Recursive construction of biorthogonal polynomials for handling polynomial regression

TL;DR

This paper introduces a recursive method to construct biorthogonal polynomials for polynomial regression, improving stability and flexibility by leveraging existing orthogonal polynomials like Legendre, Laguerre, and Chebyshev.

Contribution

It presents a novel recursive approach for building biorthogonal polynomial bases that enhances stability and allows easy basis modification in polynomial regression.

Findings

Reduces instability in polynomial regression.

Enables easy basis upgrading and downgrading.

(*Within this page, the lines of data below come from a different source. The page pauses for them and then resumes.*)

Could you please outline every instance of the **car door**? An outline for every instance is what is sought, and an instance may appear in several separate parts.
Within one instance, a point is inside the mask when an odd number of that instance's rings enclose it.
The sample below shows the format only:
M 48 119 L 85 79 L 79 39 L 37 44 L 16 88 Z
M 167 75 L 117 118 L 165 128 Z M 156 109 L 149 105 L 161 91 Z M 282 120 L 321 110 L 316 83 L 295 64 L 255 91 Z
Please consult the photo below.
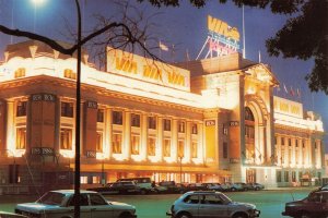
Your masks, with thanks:
M 72 196 L 68 203 L 68 213 L 66 215 L 74 215 L 75 197 Z M 87 194 L 80 195 L 80 218 L 91 218 L 91 207 L 89 205 Z
M 229 210 L 220 195 L 206 194 L 200 199 L 198 213 L 201 218 L 222 218 L 227 216 Z
M 91 193 L 91 218 L 112 218 L 113 207 L 97 193 Z

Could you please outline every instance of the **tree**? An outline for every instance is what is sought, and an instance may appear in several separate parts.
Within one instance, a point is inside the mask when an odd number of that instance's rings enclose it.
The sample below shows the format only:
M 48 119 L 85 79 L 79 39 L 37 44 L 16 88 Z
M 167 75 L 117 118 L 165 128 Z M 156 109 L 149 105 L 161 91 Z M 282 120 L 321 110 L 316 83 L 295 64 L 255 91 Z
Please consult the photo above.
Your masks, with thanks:
M 144 1 L 144 0 L 139 0 Z M 157 7 L 178 7 L 179 0 L 149 0 Z M 219 0 L 226 3 L 227 0 Z M 259 9 L 270 7 L 272 13 L 291 15 L 285 25 L 267 39 L 270 56 L 314 59 L 315 65 L 305 80 L 312 92 L 328 95 L 328 1 L 327 0 L 232 0 L 237 7 L 248 5 Z M 196 7 L 204 5 L 207 0 L 190 0 Z

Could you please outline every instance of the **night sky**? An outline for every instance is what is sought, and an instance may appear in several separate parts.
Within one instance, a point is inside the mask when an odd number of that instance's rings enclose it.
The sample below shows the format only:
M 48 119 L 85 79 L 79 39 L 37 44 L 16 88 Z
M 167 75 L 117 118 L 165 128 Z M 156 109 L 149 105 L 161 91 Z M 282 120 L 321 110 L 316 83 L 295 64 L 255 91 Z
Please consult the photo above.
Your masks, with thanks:
M 75 7 L 73 0 L 44 0 L 40 5 L 35 7 L 32 0 L 0 0 L 0 24 L 9 27 L 20 28 L 46 35 L 48 37 L 69 40 L 66 23 L 75 26 Z M 117 13 L 110 0 L 81 0 L 83 12 L 83 27 L 91 31 L 95 25 L 94 14 L 113 16 Z M 134 2 L 134 1 L 130 1 Z M 235 26 L 241 33 L 242 39 L 242 9 L 232 3 L 220 4 L 219 1 L 209 1 L 201 9 L 192 8 L 188 1 L 179 8 L 153 8 L 148 3 L 134 3 L 139 10 L 152 16 L 152 23 L 156 24 L 151 31 L 155 33 L 157 40 L 165 44 L 169 51 L 162 51 L 161 57 L 166 61 L 184 61 L 188 50 L 190 59 L 196 59 L 208 35 L 207 16 L 210 14 L 229 25 Z M 283 85 L 290 90 L 301 90 L 301 100 L 305 110 L 314 110 L 319 113 L 328 130 L 328 96 L 324 93 L 311 94 L 307 88 L 305 75 L 311 72 L 313 60 L 302 61 L 296 59 L 282 59 L 281 57 L 269 57 L 265 41 L 273 36 L 285 23 L 288 16 L 272 14 L 270 10 L 245 8 L 245 34 L 246 34 L 246 58 L 253 61 L 259 60 L 269 64 L 280 81 L 280 92 L 274 94 L 281 97 L 296 100 L 284 93 Z M 67 22 L 68 21 L 68 22 Z M 0 60 L 3 60 L 3 49 L 11 41 L 17 43 L 23 38 L 11 38 L 0 34 Z M 174 47 L 174 49 L 173 49 Z M 174 52 L 173 52 L 174 50 Z M 300 100 L 300 99 L 298 99 Z M 328 150 L 328 136 L 325 140 Z

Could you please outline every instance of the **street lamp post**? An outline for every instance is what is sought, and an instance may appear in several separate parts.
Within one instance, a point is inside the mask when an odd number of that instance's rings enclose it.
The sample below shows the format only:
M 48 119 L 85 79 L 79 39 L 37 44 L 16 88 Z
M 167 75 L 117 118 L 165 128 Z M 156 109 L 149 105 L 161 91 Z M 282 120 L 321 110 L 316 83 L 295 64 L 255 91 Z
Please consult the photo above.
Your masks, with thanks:
M 180 183 L 183 183 L 183 156 L 178 156 L 178 159 L 180 161 Z

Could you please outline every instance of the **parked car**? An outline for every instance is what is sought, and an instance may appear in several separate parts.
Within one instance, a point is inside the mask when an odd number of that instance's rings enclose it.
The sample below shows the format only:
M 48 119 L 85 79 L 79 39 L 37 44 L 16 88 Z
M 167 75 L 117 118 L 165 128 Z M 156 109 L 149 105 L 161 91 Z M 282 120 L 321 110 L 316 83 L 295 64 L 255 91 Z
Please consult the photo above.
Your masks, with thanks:
M 102 194 L 145 194 L 133 181 L 114 182 L 109 186 L 91 187 L 87 190 L 99 192 Z
M 231 182 L 226 182 L 224 183 L 230 191 L 232 192 L 236 192 L 236 191 L 244 191 L 244 187 L 242 186 L 242 184 L 238 183 L 231 183 Z
M 134 182 L 141 190 L 141 194 L 151 193 L 153 191 L 152 180 L 150 178 L 122 178 L 116 182 Z
M 242 191 L 253 190 L 253 186 L 249 183 L 236 182 L 235 184 L 242 186 Z
M 167 194 L 183 194 L 187 192 L 187 187 L 184 184 L 175 183 L 175 181 L 163 181 L 159 185 L 166 187 L 165 193 Z
M 44 194 L 35 203 L 17 204 L 15 213 L 27 217 L 72 218 L 74 216 L 74 191 L 59 190 Z M 136 207 L 119 202 L 108 202 L 99 193 L 81 191 L 81 218 L 134 218 Z
M 257 183 L 257 182 L 253 182 L 253 183 L 248 183 L 249 186 L 255 190 L 255 191 L 259 191 L 259 190 L 263 190 L 265 185 Z
M 204 187 L 207 187 L 208 190 L 211 190 L 211 191 L 219 191 L 219 192 L 224 191 L 220 183 L 208 183 L 207 182 L 207 183 L 202 183 L 201 185 L 203 185 Z
M 0 218 L 28 218 L 24 215 L 19 215 L 14 213 L 0 211 Z
M 304 199 L 286 203 L 282 215 L 294 218 L 326 218 L 328 216 L 328 191 L 314 191 Z
M 166 215 L 171 218 L 254 218 L 259 217 L 260 211 L 253 204 L 232 202 L 221 192 L 194 191 L 176 199 Z

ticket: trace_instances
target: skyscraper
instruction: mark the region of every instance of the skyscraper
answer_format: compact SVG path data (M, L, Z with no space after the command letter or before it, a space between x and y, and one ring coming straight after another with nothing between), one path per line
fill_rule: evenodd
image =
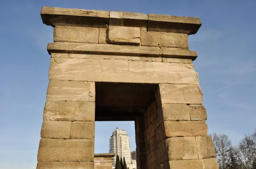
M117 155L120 158L125 158L126 163L131 163L130 138L125 131L116 127L113 132L109 139L109 152L116 154L113 159L114 163L116 163Z

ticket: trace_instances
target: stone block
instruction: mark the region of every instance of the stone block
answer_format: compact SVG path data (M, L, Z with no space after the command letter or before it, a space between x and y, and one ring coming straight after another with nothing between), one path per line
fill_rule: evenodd
M198 159L195 137L172 137L166 141L169 160Z
M147 31L186 34L196 33L201 20L196 17L148 14Z
M202 104L203 93L198 85L159 84L162 104Z
M70 139L94 139L95 123L94 121L73 121Z
M53 27L65 25L107 28L109 19L108 11L44 6L41 13L43 23Z
M71 123L71 121L44 121L41 138L69 139Z
M140 39L142 46L189 48L187 34L142 31Z
M190 104L189 105L189 112L190 120L206 120L207 114L206 110L202 105Z
M109 25L139 27L141 31L147 31L148 16L144 14L111 11Z
M198 83L198 77L192 64L62 58L54 58L51 59L49 73L49 79L51 80L145 83ZM189 86L187 85L174 85L173 88L173 90L176 88L176 90L180 90L181 92L180 94L176 94L178 95L177 97L180 95L183 97L181 95L183 91L185 97L187 97L187 99L191 98L193 100L196 99L196 96L194 97L190 95L190 94L195 94L196 91L190 90L191 89L194 90L196 87L199 90L200 88L197 86ZM73 95L74 94L76 93L72 93ZM77 96L76 96L73 97L76 97ZM85 96L83 98L84 100L87 100ZM75 99L72 98L73 99ZM58 97L55 99L60 99ZM190 102L185 101L184 98L180 98L180 100L179 103ZM197 104L198 102L193 103ZM168 101L167 103L169 103ZM175 103L177 103L177 101L175 101Z
M166 137L204 136L208 134L205 121L163 122Z
M161 49L163 50L163 58L171 57L195 60L198 56L196 51L171 48L161 48Z
M202 160L185 160L169 161L170 169L204 169Z
M49 73L51 73L51 70ZM48 101L86 101L93 100L93 101L90 98L95 97L95 83L93 82L50 81L46 99Z
M163 62L170 63L192 63L192 59L189 59L167 58L163 57L162 58L162 59Z
M191 59L190 59L190 62L187 62L187 60L186 60L189 59L183 59L177 58L162 58L161 57L140 57L131 56L127 57L127 56L126 56L103 55L90 54L61 54L57 53L52 53L51 54L51 56L52 58L62 57L65 58L70 58L99 59L126 60L159 62L161 62L162 61L162 59L167 59L168 60L165 60L165 61L163 62L172 63L192 63L192 61Z
M99 28L56 26L53 31L54 42L98 43Z
M40 140L38 161L93 161L94 139Z
M206 158L202 160L204 169L219 169L215 158Z
M196 137L199 159L215 157L215 150L212 138L209 136Z
M108 29L100 28L99 30L99 43L106 44L108 39Z
M52 53L68 53L70 42L49 43L47 46L47 51L49 54Z
M95 102L85 101L47 101L44 120L55 121L94 121Z
M160 57L162 54L162 50L158 47L73 42L70 43L69 52L146 57Z
M185 104L163 104L162 113L159 117L163 118L160 123L165 121L189 121L189 115L188 106ZM162 114L161 115L161 114ZM162 116L162 117L161 117Z
M93 169L93 162L38 162L36 169Z
M109 43L116 45L139 45L140 44L139 28L109 26Z

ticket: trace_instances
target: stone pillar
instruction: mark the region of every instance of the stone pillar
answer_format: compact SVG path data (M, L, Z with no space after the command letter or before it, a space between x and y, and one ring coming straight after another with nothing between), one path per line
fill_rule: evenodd
M161 84L157 97L161 168L218 169L199 86Z
M50 80L37 169L94 168L95 84Z
M43 7L41 16L54 28L54 43L47 46L38 169L94 168L96 86L102 82L158 86L143 105L98 104L136 118L138 169L218 168L192 62L197 54L188 42L200 19L53 7Z

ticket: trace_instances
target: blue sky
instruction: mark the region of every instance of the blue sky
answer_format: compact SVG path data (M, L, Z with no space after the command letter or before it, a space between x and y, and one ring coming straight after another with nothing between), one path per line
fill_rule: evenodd
M233 144L256 128L256 1L2 0L0 2L0 168L35 169L48 83L53 28L43 6L199 17L189 49L204 93L209 132ZM135 148L134 123L96 122L95 152L108 152L116 125Z

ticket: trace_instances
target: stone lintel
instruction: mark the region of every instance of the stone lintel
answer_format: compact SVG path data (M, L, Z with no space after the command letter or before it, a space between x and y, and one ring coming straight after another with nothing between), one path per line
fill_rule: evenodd
M111 44L85 43L49 43L47 46L49 54L52 53L90 54L133 56L145 56L188 59L192 60L197 57L195 51L186 49L160 48L143 46L131 46Z
M56 25L107 28L109 12L44 6L41 9L43 23Z
M202 24L200 19L168 15L148 14L148 31L195 34Z
M43 7L43 23L56 25L108 28L108 25L140 28L142 31L195 34L201 26L198 18L118 11Z

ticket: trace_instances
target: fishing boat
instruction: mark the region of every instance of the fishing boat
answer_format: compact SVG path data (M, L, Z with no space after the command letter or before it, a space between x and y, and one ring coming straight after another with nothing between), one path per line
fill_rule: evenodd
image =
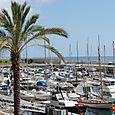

Demonstrates effectiveness with classical orthogonal polynomials.

Abstract

An adaptive procedure for constructing polynomials which are biorthogonal to the basis of monomials in the same finite-dimensional inner product space is proposed. By taking advantage of available orthogonal polynomials, the proposed methodology reduces the well-known instability problem arising from the matrix inversion involved in classical polynomial regression. The recurrent generation of the biorthogonal basis facilitates the upgrading of all its members to include an additional one. Moreover, it allows for a natural downgrading of the basis. This convenient feature leads to a straightforward approach for reducing the number of terms in the polynomial regression approximation. The merit of this approach is illustrated through a series of examples where the resulting biorthogonal basis is derived from Legendre, Laguerre, and Chebyshev orthogonal polynomials.